A: I’ve been fortunate, I’ve had opportunity to interact with very diverse groups of people, in many different settings, whether it be in work settings or neighborhood settings, where I take my kids to play baseball, basketball, soccer, or in school PTA meetings or community forums, in churches, in synagogues, in town halls. And that access was possible for me because of my work and the education I’ve got.
Many of the people who come to this country, they might not all have these opportunities. And we need to create these opportunities.
We need to figure out how we can facilitate the assimilation of these communities in our society.
Q: Do you feel like some mosques may be apart from the larger American society?
A: I’m not aware of any problems in America. I might be aware in England, in Europe. What I’m saying: Are we doing enough?
Q: What would you like to see them do?
A: Serve their local neighbor. Staff soup kitchens. Fight homelessness. Fight drug abuse. Provide education. Help people succeed in colleges.
Q: You are participating in this dialogue next Tuesday, which I understand was partly your idea.
A: Tezcan [Inanlar, regional director of the Pacifica Institute] and I talk about this stuff. We do believe we need to combat extremism and all this violent stuff. And we need to raise awareness, both in the Muslim community and the broader community. I don’t make a distinction. Who is my community? My community is everybody.
After 9/11, one thing that really impressed me a lot was to see the maturity … and the self-confidence of the Jewish community and the Christian community and even atheists … [who] wanted to engage and understand Muslims.
It was not the response that I see today from people like Donald Trump.
Q: You feel like after 9/11, people were more inclusive than now?
A: Temple B’nai Torah said: Jawad, come here, let us learn more about Islam. St. Thomas Episcopal Church. Northwest Unitarian Church. So many Presbyterian churches, Methodist, all these places, they invited me.

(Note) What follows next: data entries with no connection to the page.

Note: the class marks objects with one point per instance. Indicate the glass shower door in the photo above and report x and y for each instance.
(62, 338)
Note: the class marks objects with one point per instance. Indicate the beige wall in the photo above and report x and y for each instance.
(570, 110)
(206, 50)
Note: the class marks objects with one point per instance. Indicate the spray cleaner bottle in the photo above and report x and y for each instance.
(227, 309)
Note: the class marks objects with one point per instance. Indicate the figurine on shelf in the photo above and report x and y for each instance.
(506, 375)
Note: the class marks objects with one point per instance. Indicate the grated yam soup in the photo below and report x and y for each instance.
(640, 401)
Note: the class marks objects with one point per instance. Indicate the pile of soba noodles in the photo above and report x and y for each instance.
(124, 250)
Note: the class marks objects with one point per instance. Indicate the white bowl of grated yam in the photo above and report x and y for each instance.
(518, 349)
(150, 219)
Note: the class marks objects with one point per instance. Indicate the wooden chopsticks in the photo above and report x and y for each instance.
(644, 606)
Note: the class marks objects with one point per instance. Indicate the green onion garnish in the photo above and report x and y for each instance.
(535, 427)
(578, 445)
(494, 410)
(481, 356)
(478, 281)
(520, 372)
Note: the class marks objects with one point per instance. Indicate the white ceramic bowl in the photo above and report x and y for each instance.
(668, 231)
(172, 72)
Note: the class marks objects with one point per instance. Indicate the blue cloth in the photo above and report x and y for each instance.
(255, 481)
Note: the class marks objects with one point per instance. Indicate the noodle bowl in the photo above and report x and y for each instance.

This is really another thing I would say about the Muslim community here. We have a lesson to learn from the non-Muslim community. When things that did not make sense happened, the reaction from the non-Muslim community was to reach out and understand. Whereas today, we have a hard time to facilitate a discussion between Muslim communities in the local area.
We have a hard time having two Muslim communities, two congregations, coming together.
Q: Why?
A: There is polarization around ideologies with the Shia/Sunni thing. Or there is polarization around personalities.
Q: What do you hope to accomplish next Tuesday?
A: We ought to be able to have an honest conversation between Muslims about what we need to do. I’m not sure we can identify what we need to do. But at least we can talk about it.
The ability to have conversation about topics that are sensitive — if we can do that in public, without really getting on the defensive, without really feeling pressure, I think it will be a big step.